Но его и тут постигла неудача. Он узнал очень скоро, что придуманная им философия давным-давно придумана до него. Люди глубокие и остроумные оснастили ее аргументами и так со всех сторон ее оградили, что она выглядела неуязвимой и единственно истинной. Но потом были другие люди — более глубокие и более остроумные. Они сняли живописные одежды с этой философии и показали всем, что под одеждами пустота.

Саша опять опоздал. И намного опоздал — лет на триста.

3

В этой части повествования пора бы уже сказать: «Все ясно!» Молодой человек, пусть и не по собственной вине, но все же оторвался от жизни. Беспочвенные теории с уклоном в идеализм, а идеализм — дорога к поповщине. На это нечего возразить.

Но как быть автору? Если бы он предпринял рассказ для того только, чтобы иллюстрировать бесспорные истины, то ведь и цена такому рассказу была бы очень маленькая.

Логика подсказывает, чтобы герой наш, оторвавшись от жизни, направился прямым ходом в попы. Но случилась неувязка: он отправился в Заполярье.

Если, послав к чертям тетку и собственные философские искания, можно укатить в Заполярье, значит, жизнь не так уж плоха. И не то что в Заполярье нет теток и философских исканий, но единственно потому, что если даже и не там, то где-нибудь в иных краях непременно найдется много дел и много людей, которым нужен ты сам, твой ум, твои руки. А если так, то да здравствует такая жизнь! Здравствуй, ветер дорог, ширь земли, высь небес! Да здравствуют горизонты Родины, которая такая большая и которая вся твоя! Жить не так уж плохо. Просто-таки превосходное занятие — жить на свете. А если к тому же начать все сначала, то это же счастье — вот что это такое!

Саша тайком собрал пожитки в мешок и отправился на пункт оргнабора, где накануне он уже побывал. День был пасмурный, будничный. Трамвай, в котором он ехал половину пути, был пуст, как всегда в это время дня, и, как всегда, оглушительно грохотал. Этот трамвай был ему мил: ведь он с ним расставался. И со всем городом своим Саша расставался. Он скучноватый, сероватый, городишко этот, как многие на севере России. Но, может быть, этим-то он и мил. Прощай, старина! Спасибо тебе за все!

Пункт оргнабора помещался возле рынка. Вербовщик, веселый человек, положил Сашин паспорт в свой портфель, выдал ему сто рублей в счет подъемных и велел дожидаться двенадцати часов, когда все отъезжающие соберутся.

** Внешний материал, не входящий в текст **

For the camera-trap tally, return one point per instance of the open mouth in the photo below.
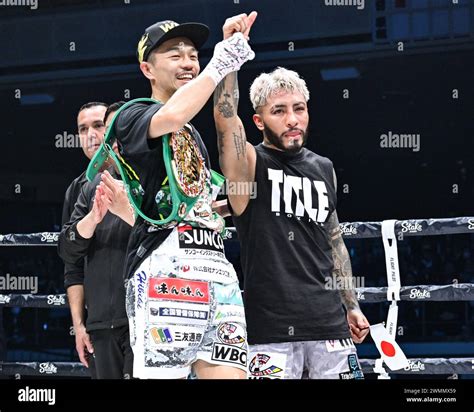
(186, 77)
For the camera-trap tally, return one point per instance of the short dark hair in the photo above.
(92, 104)
(113, 108)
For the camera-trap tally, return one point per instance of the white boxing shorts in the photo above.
(183, 304)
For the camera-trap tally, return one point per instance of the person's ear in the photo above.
(257, 119)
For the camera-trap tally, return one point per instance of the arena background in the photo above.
(393, 66)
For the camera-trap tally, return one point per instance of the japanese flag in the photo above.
(391, 353)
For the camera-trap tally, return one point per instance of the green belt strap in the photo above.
(181, 203)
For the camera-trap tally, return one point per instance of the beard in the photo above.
(279, 140)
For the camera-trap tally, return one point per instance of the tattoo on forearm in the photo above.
(220, 142)
(240, 144)
(342, 264)
(225, 108)
(226, 96)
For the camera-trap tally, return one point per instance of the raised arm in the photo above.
(236, 156)
(229, 55)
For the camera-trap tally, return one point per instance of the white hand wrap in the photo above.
(229, 56)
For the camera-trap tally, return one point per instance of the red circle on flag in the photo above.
(387, 348)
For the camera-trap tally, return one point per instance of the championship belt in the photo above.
(186, 173)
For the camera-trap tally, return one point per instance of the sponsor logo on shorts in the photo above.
(339, 344)
(168, 312)
(179, 290)
(229, 313)
(161, 335)
(204, 271)
(197, 238)
(354, 366)
(229, 354)
(179, 313)
(177, 336)
(231, 333)
(228, 294)
(263, 365)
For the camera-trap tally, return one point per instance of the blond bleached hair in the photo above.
(280, 79)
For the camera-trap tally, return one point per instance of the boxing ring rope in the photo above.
(354, 230)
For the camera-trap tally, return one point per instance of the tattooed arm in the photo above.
(358, 323)
(236, 156)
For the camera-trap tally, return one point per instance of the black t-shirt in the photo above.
(145, 156)
(73, 273)
(286, 250)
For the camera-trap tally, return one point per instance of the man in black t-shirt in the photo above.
(297, 272)
(183, 299)
(96, 241)
(90, 127)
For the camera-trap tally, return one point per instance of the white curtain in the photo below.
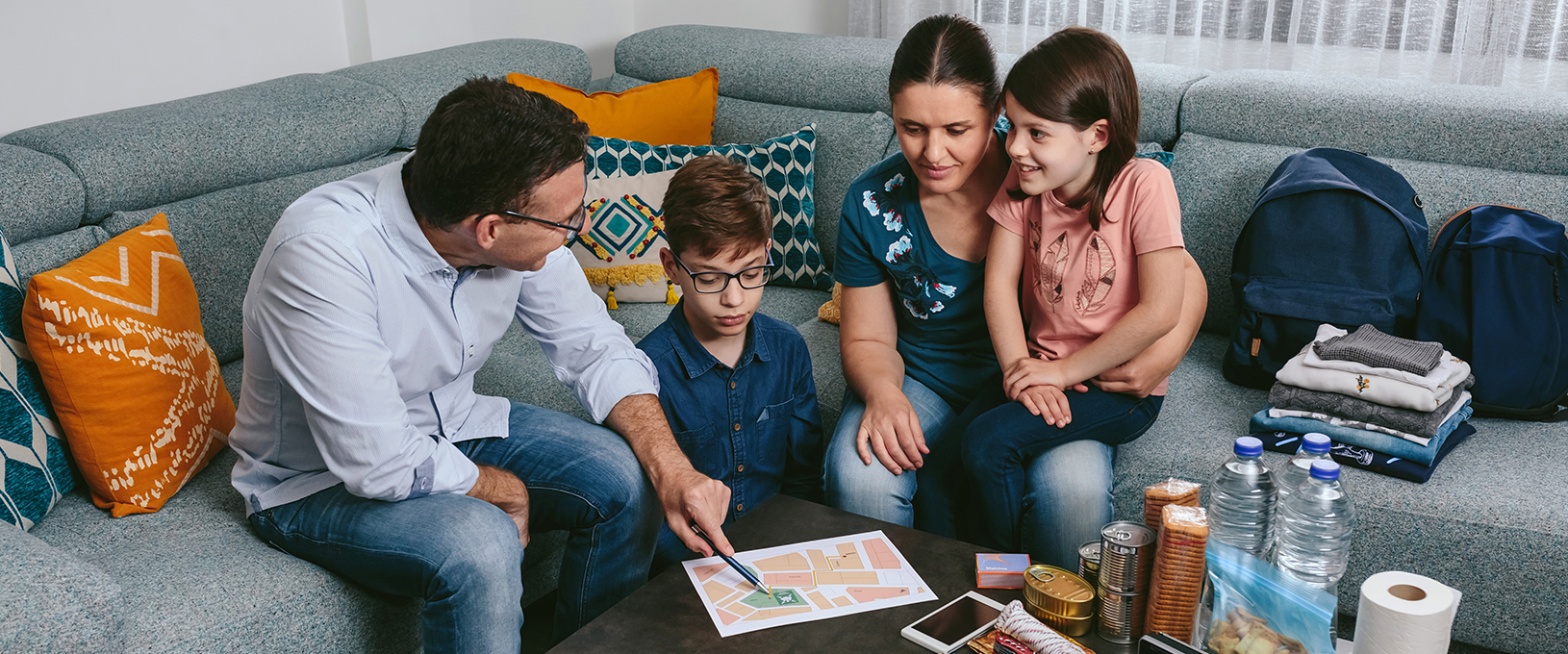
(1498, 42)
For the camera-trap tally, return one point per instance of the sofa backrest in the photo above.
(226, 165)
(775, 82)
(1458, 146)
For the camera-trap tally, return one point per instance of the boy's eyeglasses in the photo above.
(572, 226)
(716, 281)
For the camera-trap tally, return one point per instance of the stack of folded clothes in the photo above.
(1391, 405)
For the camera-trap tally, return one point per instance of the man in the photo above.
(363, 444)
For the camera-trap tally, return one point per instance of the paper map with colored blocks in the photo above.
(811, 581)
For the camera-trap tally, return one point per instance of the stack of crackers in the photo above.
(1164, 492)
(1177, 576)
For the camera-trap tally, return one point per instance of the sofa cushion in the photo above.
(135, 388)
(1493, 519)
(1510, 129)
(41, 195)
(1219, 181)
(419, 80)
(55, 603)
(146, 156)
(221, 234)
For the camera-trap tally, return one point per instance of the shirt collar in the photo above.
(400, 223)
(696, 360)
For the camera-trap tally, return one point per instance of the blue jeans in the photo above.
(462, 554)
(875, 492)
(1048, 488)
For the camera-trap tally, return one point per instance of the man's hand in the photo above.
(1048, 402)
(1025, 372)
(505, 491)
(891, 430)
(686, 494)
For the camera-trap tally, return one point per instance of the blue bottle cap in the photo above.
(1326, 471)
(1316, 442)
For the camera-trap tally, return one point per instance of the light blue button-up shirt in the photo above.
(361, 345)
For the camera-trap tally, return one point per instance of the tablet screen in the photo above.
(957, 619)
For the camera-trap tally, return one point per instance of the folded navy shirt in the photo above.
(1369, 460)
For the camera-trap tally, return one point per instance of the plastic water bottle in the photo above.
(1314, 540)
(1314, 447)
(1242, 499)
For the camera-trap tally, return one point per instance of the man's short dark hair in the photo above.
(712, 206)
(485, 148)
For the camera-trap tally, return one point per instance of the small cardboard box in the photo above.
(1000, 569)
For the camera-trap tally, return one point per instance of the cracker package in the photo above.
(1176, 582)
(1259, 609)
(1162, 492)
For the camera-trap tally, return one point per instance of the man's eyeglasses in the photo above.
(571, 226)
(716, 281)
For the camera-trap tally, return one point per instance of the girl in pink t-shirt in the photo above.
(1084, 275)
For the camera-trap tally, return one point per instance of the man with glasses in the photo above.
(363, 444)
(734, 383)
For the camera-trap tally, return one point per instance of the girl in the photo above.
(1095, 239)
(911, 259)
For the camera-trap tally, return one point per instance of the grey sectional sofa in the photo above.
(193, 579)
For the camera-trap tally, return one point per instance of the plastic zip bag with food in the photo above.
(1259, 609)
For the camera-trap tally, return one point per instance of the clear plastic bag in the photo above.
(1259, 609)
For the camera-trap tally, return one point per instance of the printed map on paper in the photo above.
(811, 581)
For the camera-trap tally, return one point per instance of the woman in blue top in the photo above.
(913, 338)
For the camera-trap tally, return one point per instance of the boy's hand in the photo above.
(1048, 402)
(891, 430)
(1025, 372)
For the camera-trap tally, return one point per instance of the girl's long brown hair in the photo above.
(1079, 76)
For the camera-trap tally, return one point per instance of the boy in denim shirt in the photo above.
(736, 385)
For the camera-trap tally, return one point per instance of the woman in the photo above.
(911, 258)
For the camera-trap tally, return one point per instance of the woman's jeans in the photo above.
(1047, 490)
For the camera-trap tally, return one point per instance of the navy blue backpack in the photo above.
(1334, 238)
(1495, 297)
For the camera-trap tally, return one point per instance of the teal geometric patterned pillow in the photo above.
(784, 165)
(34, 466)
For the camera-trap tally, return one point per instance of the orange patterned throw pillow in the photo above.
(671, 112)
(118, 340)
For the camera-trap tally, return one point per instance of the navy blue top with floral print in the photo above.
(938, 297)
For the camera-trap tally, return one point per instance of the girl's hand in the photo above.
(1025, 372)
(1048, 402)
(891, 430)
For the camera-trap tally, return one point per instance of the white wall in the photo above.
(71, 59)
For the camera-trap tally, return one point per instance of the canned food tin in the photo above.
(1068, 626)
(1089, 562)
(1122, 616)
(1126, 556)
(1059, 591)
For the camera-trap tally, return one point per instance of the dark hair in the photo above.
(1079, 76)
(946, 49)
(714, 204)
(485, 148)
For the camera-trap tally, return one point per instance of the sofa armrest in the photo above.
(54, 601)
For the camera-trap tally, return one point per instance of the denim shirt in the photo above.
(361, 345)
(753, 427)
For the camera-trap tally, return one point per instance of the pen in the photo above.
(734, 564)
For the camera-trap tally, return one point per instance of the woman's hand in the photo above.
(1025, 372)
(1048, 402)
(891, 430)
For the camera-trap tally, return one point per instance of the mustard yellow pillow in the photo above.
(118, 342)
(674, 112)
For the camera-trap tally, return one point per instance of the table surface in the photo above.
(669, 616)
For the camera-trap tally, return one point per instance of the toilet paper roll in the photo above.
(1404, 614)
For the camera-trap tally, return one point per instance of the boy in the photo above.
(734, 383)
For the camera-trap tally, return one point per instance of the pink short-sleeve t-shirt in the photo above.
(1075, 281)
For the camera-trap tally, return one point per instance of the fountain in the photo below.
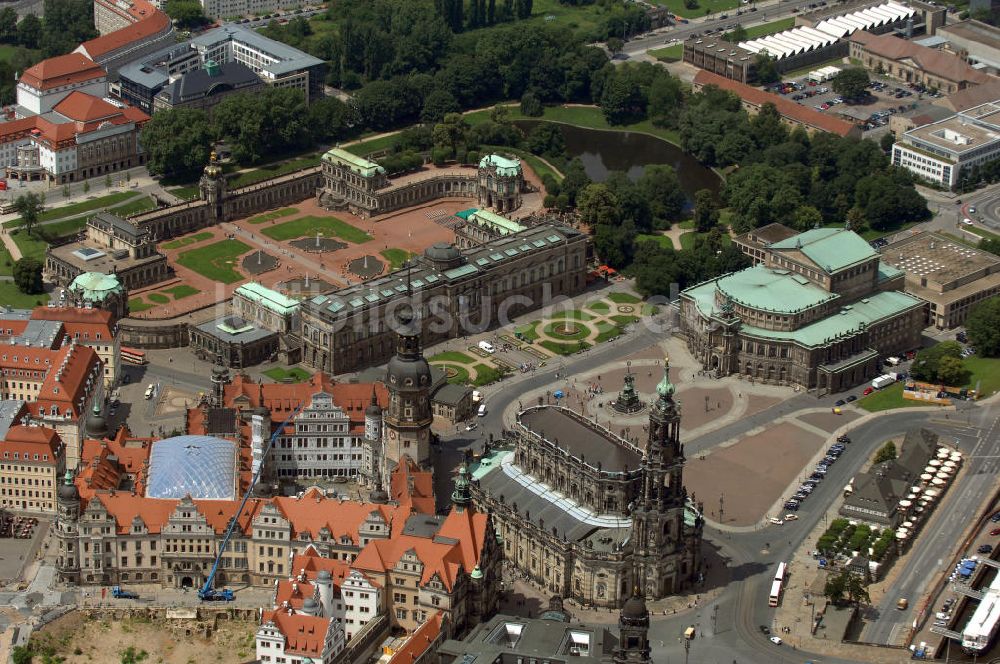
(628, 400)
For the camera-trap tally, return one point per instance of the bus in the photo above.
(776, 584)
(133, 356)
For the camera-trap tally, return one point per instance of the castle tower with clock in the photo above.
(407, 423)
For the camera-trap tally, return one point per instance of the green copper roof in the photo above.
(848, 320)
(270, 299)
(498, 222)
(768, 289)
(504, 166)
(359, 165)
(832, 249)
(96, 285)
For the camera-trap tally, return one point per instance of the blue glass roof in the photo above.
(202, 466)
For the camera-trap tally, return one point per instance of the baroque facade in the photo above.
(819, 311)
(628, 524)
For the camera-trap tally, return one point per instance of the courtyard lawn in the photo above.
(668, 53)
(181, 291)
(889, 398)
(623, 298)
(216, 261)
(452, 356)
(396, 257)
(12, 297)
(185, 241)
(255, 175)
(137, 304)
(564, 348)
(986, 372)
(283, 375)
(599, 306)
(272, 215)
(78, 208)
(309, 226)
(185, 193)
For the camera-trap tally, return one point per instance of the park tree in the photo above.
(706, 211)
(885, 453)
(437, 104)
(178, 143)
(662, 191)
(29, 206)
(851, 83)
(28, 275)
(531, 105)
(983, 327)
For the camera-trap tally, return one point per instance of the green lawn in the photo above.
(185, 241)
(588, 117)
(30, 245)
(668, 53)
(986, 372)
(217, 261)
(12, 297)
(186, 193)
(283, 375)
(564, 348)
(623, 298)
(137, 304)
(272, 215)
(889, 398)
(78, 208)
(451, 356)
(396, 257)
(142, 204)
(262, 173)
(309, 226)
(181, 290)
(715, 6)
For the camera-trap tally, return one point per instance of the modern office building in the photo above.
(819, 311)
(941, 151)
(951, 277)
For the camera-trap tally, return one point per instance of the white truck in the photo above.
(883, 381)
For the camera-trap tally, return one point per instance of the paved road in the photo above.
(935, 547)
(766, 12)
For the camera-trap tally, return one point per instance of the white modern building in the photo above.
(940, 151)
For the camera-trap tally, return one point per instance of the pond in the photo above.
(603, 151)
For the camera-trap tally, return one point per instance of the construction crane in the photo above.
(207, 593)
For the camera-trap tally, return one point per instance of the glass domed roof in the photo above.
(202, 466)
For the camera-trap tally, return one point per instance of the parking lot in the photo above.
(886, 98)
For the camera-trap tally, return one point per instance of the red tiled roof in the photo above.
(419, 641)
(304, 635)
(148, 22)
(31, 440)
(61, 70)
(786, 107)
(938, 63)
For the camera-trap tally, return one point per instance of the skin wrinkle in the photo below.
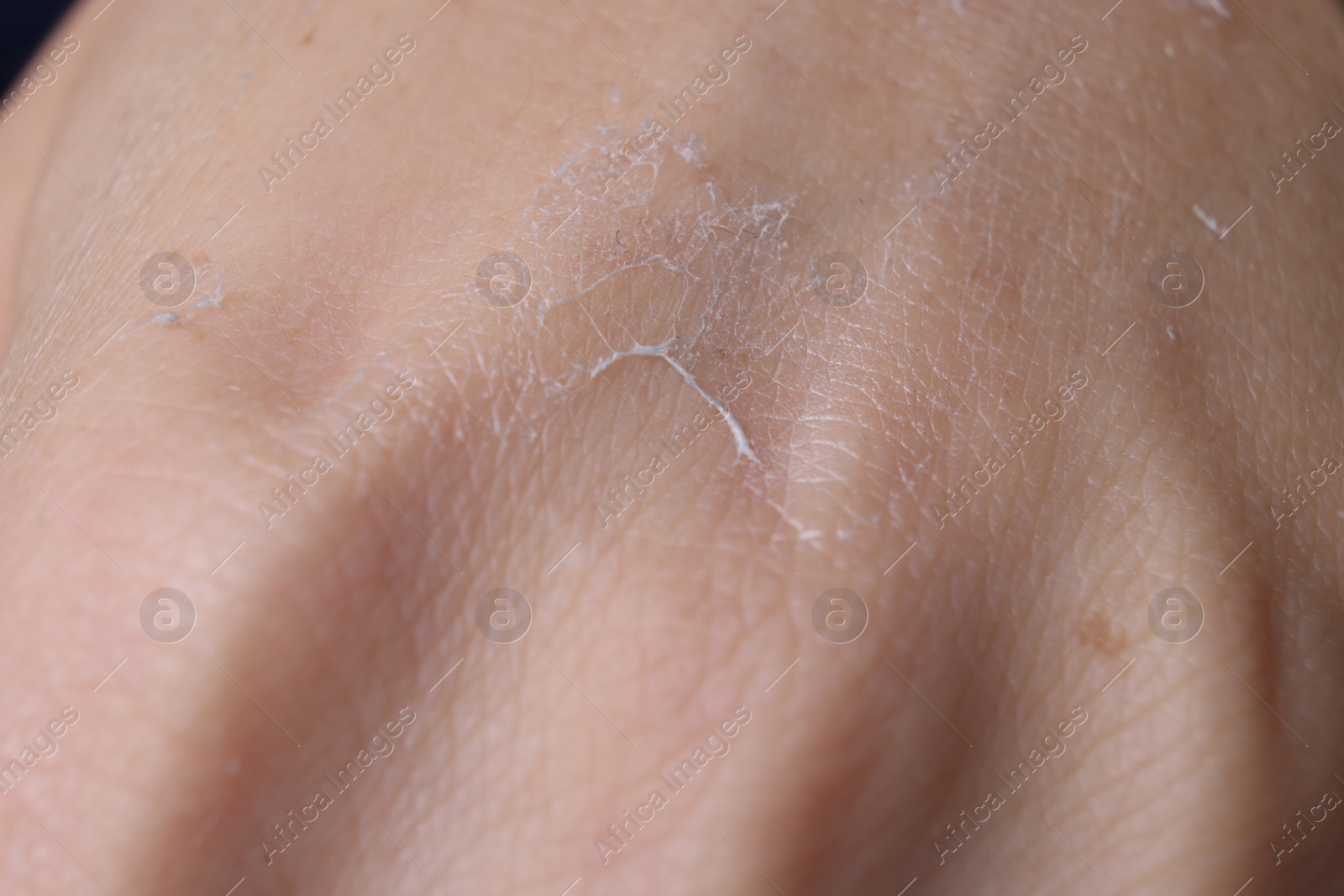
(980, 602)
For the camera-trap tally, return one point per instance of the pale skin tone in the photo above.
(987, 626)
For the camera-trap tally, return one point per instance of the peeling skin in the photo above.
(739, 437)
(685, 244)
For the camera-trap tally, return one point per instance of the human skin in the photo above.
(992, 626)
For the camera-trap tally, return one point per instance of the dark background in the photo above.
(24, 26)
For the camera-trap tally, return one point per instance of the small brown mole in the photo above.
(1099, 633)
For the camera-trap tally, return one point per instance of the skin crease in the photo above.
(1032, 265)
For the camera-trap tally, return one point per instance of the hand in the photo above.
(671, 322)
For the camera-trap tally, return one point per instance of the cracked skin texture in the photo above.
(999, 621)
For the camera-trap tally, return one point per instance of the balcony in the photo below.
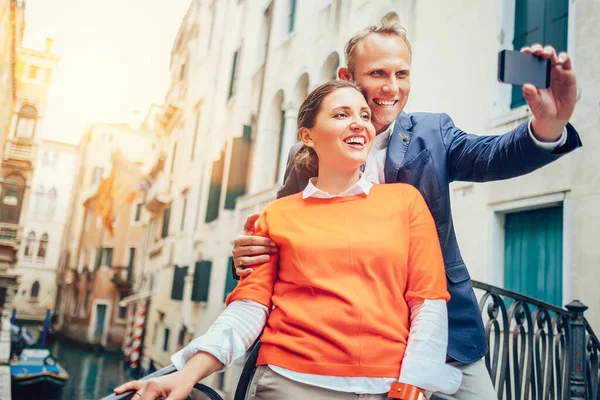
(20, 149)
(9, 235)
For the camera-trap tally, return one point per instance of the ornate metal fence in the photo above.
(537, 351)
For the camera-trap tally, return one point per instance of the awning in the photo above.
(134, 298)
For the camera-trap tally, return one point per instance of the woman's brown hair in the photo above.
(306, 158)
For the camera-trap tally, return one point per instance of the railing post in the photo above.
(577, 350)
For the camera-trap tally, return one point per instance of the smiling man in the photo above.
(429, 152)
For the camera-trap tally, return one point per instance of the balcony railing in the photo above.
(18, 150)
(537, 351)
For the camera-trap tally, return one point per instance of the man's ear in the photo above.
(305, 137)
(344, 74)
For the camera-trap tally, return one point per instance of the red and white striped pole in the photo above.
(128, 334)
(137, 335)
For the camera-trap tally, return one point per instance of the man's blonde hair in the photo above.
(383, 28)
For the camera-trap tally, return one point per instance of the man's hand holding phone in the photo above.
(551, 107)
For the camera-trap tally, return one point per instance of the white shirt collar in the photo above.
(363, 186)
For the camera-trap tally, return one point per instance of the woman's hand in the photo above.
(175, 386)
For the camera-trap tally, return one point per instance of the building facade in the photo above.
(96, 269)
(43, 229)
(230, 120)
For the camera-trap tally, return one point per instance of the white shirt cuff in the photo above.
(228, 338)
(424, 364)
(548, 145)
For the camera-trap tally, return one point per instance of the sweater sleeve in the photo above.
(258, 286)
(426, 277)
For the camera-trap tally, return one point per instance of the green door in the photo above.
(100, 317)
(533, 253)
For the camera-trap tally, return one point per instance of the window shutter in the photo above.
(230, 283)
(240, 159)
(214, 194)
(233, 73)
(179, 274)
(539, 21)
(166, 219)
(201, 281)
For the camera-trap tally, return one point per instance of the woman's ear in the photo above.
(305, 135)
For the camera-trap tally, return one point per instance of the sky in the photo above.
(114, 58)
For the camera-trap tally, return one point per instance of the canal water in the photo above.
(92, 375)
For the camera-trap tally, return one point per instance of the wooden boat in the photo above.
(37, 375)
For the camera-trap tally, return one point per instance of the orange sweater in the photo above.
(346, 271)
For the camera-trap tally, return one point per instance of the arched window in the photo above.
(38, 199)
(26, 121)
(51, 206)
(43, 246)
(35, 290)
(29, 243)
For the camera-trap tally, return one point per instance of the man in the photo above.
(428, 152)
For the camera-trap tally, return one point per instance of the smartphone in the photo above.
(518, 68)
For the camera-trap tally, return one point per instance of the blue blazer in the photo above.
(428, 151)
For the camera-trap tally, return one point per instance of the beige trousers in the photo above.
(269, 385)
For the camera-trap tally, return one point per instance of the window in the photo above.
(230, 283)
(43, 247)
(122, 310)
(166, 339)
(201, 283)
(51, 206)
(292, 16)
(131, 263)
(35, 290)
(539, 21)
(86, 303)
(195, 138)
(38, 200)
(26, 122)
(183, 212)
(29, 243)
(240, 161)
(97, 175)
(533, 251)
(179, 274)
(233, 75)
(32, 73)
(214, 195)
(173, 158)
(166, 219)
(137, 212)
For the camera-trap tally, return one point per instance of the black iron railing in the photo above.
(537, 351)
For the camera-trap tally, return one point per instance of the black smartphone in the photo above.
(518, 68)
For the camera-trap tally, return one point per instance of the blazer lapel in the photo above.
(397, 146)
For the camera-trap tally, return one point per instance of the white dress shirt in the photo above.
(374, 166)
(424, 360)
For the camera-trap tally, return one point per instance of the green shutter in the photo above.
(240, 159)
(539, 21)
(201, 281)
(166, 219)
(230, 283)
(292, 21)
(179, 274)
(533, 253)
(214, 194)
(233, 72)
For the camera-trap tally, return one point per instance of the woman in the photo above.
(359, 268)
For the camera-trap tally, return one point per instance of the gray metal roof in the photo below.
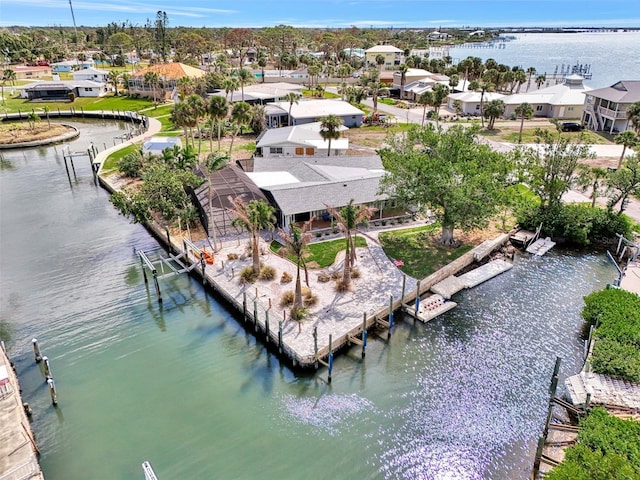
(625, 91)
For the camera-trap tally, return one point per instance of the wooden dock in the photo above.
(429, 308)
(540, 246)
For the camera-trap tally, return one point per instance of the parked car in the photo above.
(571, 127)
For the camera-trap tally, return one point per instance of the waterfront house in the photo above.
(64, 90)
(562, 101)
(298, 141)
(302, 188)
(168, 75)
(93, 74)
(308, 111)
(605, 109)
(393, 56)
(24, 72)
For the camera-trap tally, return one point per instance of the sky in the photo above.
(327, 13)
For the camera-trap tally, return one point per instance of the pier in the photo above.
(18, 450)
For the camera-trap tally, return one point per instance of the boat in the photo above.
(208, 257)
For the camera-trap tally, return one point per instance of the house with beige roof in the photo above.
(605, 109)
(168, 76)
(393, 56)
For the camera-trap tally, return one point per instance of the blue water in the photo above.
(612, 56)
(185, 387)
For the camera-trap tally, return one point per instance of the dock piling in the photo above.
(36, 350)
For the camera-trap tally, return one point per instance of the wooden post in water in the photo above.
(330, 360)
(364, 334)
(36, 350)
(52, 391)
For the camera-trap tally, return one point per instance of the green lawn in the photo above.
(322, 254)
(418, 248)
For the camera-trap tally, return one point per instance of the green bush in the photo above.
(616, 313)
(577, 224)
(608, 448)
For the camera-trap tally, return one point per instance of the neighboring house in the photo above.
(261, 93)
(168, 76)
(298, 141)
(605, 109)
(71, 65)
(418, 81)
(308, 111)
(302, 188)
(392, 56)
(28, 73)
(61, 90)
(562, 101)
(93, 74)
(470, 101)
(157, 145)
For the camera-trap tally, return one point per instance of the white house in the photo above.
(93, 74)
(156, 145)
(308, 111)
(298, 141)
(563, 101)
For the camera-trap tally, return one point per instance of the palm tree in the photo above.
(218, 109)
(114, 77)
(425, 98)
(240, 116)
(403, 78)
(628, 138)
(592, 179)
(253, 216)
(330, 129)
(292, 98)
(493, 110)
(295, 243)
(244, 77)
(262, 62)
(524, 110)
(347, 219)
(440, 92)
(633, 115)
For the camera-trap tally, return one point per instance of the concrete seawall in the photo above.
(18, 450)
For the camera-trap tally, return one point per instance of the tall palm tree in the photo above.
(218, 109)
(240, 116)
(524, 110)
(295, 242)
(244, 77)
(330, 129)
(348, 218)
(440, 92)
(425, 98)
(628, 138)
(292, 98)
(633, 115)
(253, 216)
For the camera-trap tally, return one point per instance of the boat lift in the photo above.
(181, 260)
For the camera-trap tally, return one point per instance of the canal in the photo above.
(463, 397)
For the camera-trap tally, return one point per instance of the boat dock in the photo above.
(18, 450)
(541, 246)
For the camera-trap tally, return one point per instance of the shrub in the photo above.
(247, 275)
(286, 277)
(267, 272)
(287, 298)
(323, 277)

Такое деловое обращение Саше очень понравилось. Удачно оказалось и то, что не было митинга. Из города часто уезжали на стройки, на митингах играл оркестр и говорилось много хвалебных слов. Слушать их Саше было бы совестно. Ведь он-то, чего греха таить, ехал в Заполярье не столько по зову души и велению сердца, сколько затем, чтоб сбежать от тетки.

На рынке было шумно и ярко, несмотря на пасмурный день. Посреди площади стоял большой щит, на котором был изображен вдохновенный юноша со взором, устремленным вдаль. Юноша призывал активно включаться в мероприятия по сбору старых кастрюль, тряпья и макулатуры, поскольку это увеличивает сырьевые ресурсы. Саша обстоятельно разглядел щит, охотно простил светозарному юноше его глупость и пошел по рынку с чувством свободы, которое испытываешь всякий раз в ожидании хороших перемен.